First-of-its kind seismic study challenges textbook concepts of geology

Professor Vadim Levin (front) and Rutgers Geology major Michael Klaser recover a portable seismic observatory in the woods in central Quebec.
Photo: Courtesy of Vadim Levin/Rutgers University-New Brunswick

Slowly but steadily, an enormous mass of warm rock is rising beneath part of New England, although a major volcanic eruption isn’t likely for millions of years, a Rutgers University-led study suggests. The research is groundbreaking in its scope and challenges textbook concepts of geology.

“The upwelling we detected is like a hot air balloon, and we infer that something is rising up through the deeper part of our planet under New England,” said lead author Vadim Levin, a geophysicist and professor in the Department of Earth and Planetary Sciences at Rutgers University–New Brunswick. “It is not Yellowstone (National Park)-like, but it’s a distant relative in the sense that something relatively small – no more than a couple hundred miles across – is happening.”

The study, which tapped seismic data through the National Science Foundation’s EarthScope program, was published online this week in Geology. Study co-authors include Yiran Li and Peter Skryzalin, who did their research through Rutgers’ Aresty Research Assistant Program, and researchers at Yale University.

“Our study challenges the established notion of how the continents on which we live behave,” Levin said. “It challenges the textbook concepts taught in introductory geology classes.”

Through EarthScope, thousands of seismic measurement devices, which were 46.6 miles apart, covered the continental United States for two years. Nothing on Earth has been done on this scale, Levin said. The EarthScope program seeks to reveal the structure and evolution of the North American continent and the processes that cause earthquakes and volcanic eruptions, the NSF says.

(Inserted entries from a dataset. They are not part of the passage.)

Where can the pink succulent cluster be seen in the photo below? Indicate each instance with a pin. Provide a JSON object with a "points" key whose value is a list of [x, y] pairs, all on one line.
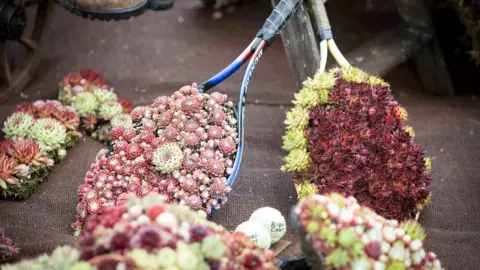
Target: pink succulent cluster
{"points": [[181, 146], [8, 251], [152, 234], [95, 101], [350, 236]]}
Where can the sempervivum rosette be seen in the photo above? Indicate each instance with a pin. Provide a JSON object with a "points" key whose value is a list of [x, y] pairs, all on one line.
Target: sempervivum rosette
{"points": [[150, 234], [156, 235], [8, 251], [182, 146], [61, 121], [347, 134], [348, 236], [23, 166], [95, 102]]}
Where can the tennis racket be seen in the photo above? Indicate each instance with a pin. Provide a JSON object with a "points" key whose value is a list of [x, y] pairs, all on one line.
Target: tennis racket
{"points": [[264, 38]]}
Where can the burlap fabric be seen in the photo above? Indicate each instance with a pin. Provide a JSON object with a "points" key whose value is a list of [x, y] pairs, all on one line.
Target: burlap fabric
{"points": [[156, 54]]}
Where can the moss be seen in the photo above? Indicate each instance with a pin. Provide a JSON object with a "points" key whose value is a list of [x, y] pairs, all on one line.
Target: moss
{"points": [[294, 139]]}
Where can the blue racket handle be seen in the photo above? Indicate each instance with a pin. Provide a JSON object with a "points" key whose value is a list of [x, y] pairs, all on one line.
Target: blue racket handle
{"points": [[277, 20]]}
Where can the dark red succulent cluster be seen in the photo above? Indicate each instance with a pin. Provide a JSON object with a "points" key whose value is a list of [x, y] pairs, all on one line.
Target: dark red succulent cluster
{"points": [[358, 147]]}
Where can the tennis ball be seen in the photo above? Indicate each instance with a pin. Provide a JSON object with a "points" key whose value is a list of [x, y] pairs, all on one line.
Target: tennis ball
{"points": [[256, 232], [272, 220]]}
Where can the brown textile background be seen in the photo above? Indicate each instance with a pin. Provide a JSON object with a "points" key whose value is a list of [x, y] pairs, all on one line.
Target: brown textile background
{"points": [[157, 53]]}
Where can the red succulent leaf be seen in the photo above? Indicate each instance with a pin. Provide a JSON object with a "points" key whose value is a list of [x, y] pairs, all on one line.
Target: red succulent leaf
{"points": [[7, 169]]}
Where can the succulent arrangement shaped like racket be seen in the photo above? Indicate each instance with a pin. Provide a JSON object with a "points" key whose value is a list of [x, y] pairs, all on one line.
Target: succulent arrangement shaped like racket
{"points": [[339, 233], [96, 103], [347, 134], [148, 233], [37, 135], [182, 146]]}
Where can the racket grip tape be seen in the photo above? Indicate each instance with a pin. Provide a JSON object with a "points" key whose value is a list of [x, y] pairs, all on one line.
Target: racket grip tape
{"points": [[319, 13], [278, 19]]}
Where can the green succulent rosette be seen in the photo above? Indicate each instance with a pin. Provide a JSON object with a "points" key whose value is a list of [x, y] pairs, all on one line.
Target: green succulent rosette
{"points": [[49, 133], [28, 183], [109, 109], [124, 120], [65, 95], [85, 103], [104, 95], [18, 125]]}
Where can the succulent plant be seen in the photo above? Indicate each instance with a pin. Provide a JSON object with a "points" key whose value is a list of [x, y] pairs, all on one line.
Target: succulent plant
{"points": [[156, 235], [7, 171], [96, 103], [126, 105], [347, 134], [182, 146], [168, 158], [349, 236], [8, 251], [25, 152], [109, 109], [104, 95], [49, 133], [124, 120], [85, 103], [18, 125]]}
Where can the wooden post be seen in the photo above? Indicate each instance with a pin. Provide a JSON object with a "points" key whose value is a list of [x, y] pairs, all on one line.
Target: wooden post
{"points": [[429, 61], [414, 37], [301, 45]]}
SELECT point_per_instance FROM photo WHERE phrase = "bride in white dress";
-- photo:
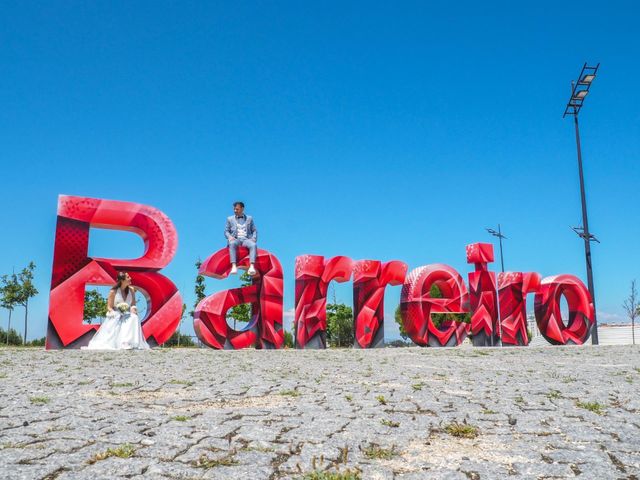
(121, 329)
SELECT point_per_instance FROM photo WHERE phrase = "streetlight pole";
(579, 91)
(500, 237)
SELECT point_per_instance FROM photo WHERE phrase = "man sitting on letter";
(241, 232)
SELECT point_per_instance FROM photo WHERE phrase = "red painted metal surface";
(549, 317)
(512, 298)
(73, 269)
(483, 299)
(417, 305)
(370, 278)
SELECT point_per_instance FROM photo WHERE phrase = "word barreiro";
(486, 295)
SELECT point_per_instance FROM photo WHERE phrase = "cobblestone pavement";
(405, 413)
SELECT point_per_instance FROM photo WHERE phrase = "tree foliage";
(339, 325)
(10, 337)
(95, 306)
(9, 296)
(199, 287)
(288, 340)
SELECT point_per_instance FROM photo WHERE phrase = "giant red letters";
(547, 307)
(512, 293)
(370, 277)
(73, 269)
(265, 295)
(482, 296)
(417, 305)
(313, 275)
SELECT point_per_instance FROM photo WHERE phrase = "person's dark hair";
(122, 276)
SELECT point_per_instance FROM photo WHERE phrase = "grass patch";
(346, 475)
(181, 382)
(461, 430)
(554, 394)
(594, 407)
(377, 452)
(123, 451)
(290, 393)
(389, 423)
(206, 462)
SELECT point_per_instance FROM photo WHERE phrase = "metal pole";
(587, 237)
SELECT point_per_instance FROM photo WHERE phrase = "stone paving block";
(387, 413)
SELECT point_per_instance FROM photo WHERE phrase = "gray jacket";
(231, 228)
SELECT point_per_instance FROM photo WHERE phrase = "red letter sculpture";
(482, 297)
(512, 298)
(549, 318)
(370, 277)
(313, 275)
(416, 306)
(265, 295)
(73, 269)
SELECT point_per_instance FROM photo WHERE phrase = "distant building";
(608, 334)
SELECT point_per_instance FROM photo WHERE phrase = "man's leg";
(233, 252)
(251, 245)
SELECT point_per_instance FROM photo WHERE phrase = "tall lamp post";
(500, 236)
(579, 90)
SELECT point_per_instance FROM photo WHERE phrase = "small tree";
(339, 325)
(288, 339)
(27, 291)
(13, 337)
(632, 308)
(9, 296)
(95, 306)
(199, 287)
(398, 318)
(241, 313)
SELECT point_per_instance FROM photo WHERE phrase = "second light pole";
(500, 237)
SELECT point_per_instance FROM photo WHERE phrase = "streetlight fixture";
(500, 236)
(579, 91)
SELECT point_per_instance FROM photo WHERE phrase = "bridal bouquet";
(123, 307)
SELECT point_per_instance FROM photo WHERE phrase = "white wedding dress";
(119, 331)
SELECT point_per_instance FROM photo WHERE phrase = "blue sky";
(395, 130)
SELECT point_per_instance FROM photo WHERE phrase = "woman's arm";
(134, 308)
(110, 299)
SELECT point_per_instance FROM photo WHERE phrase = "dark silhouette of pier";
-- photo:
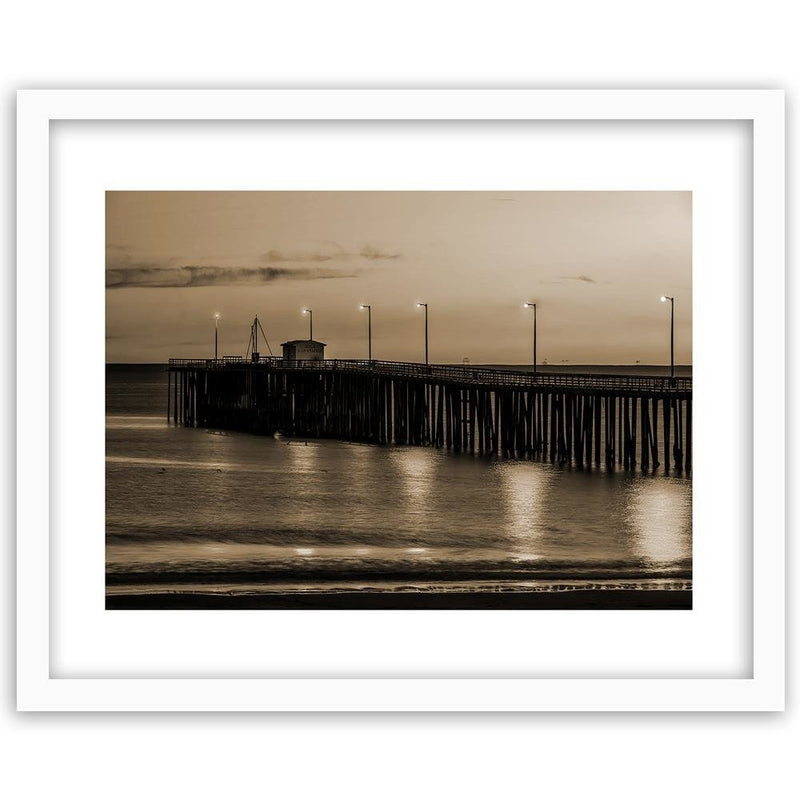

Levin studies seismic waves, or the vibrations that pass through our planet following earthquakes. Seismic waves provide a window into the Earth’s interior by revealing the shapes of objects, changes in the state of materials and clues about their texture. The Rutgers-led study focused on New England, where scientists had previously documented an area of great warmth (hundreds of degrees Celsius warmer than neighboring areas) in the Earth’s upper mantle. The lithosphere, Earth’s solid outer shell, consists of the upper mantle and the crust that includes the surface.

In the figure, measurements of the strength of mantle flow are shown along with the colored map of seismic wave speed at 195 kilometers (121 miles) beneath the Earth's surface, under the North American tectonic plate. The warm colors indicate lower speed, implying that rock in those regions is less dense, likely warmer and rising toward the surface. The key finding is that mantle flow indicators are smallest above the warm region, likely because warmer rock flows upward and disrupts the horizontal flow.
Image: Vadim Levin/Rutgers University-New Brunswick
“We’re interested in what happens at the interface between tectonic plates – thick, solid parts that cover our planet – and material in the upper mantle beneath the plates,” Levin said. “We want to see how North America is gliding over the deeper parts of our planet. It is a very large and relatively stable region, but we found an irregular pattern with rather abrupt changes in it.”

Levin thinks the upwelling pattern detected is largely beneath central Vermont and western New Hampshire, but it’s also under western Massachusetts. It may be present elsewhere, but the study’s findings were based on available seismic observations.

“The Atlantic margin of North America did not experience intense geologic activity for nearly 200 million years,” Levin said. “It is now a so-called ‘passive margin’ – a region where slow loss of heat within the Earth and erosion by wind and water on the surface are the primary change agents. So we did not expect to find abrupt changes in physical properties beneath this region, and the likely explanation points to a much more dynamic regime underneath this old, geologically quiet area.”

“It will likely take millions of years for the upwelling to get where it’s going,” he added. “The next step is to try to understand how exactly it’s happening.”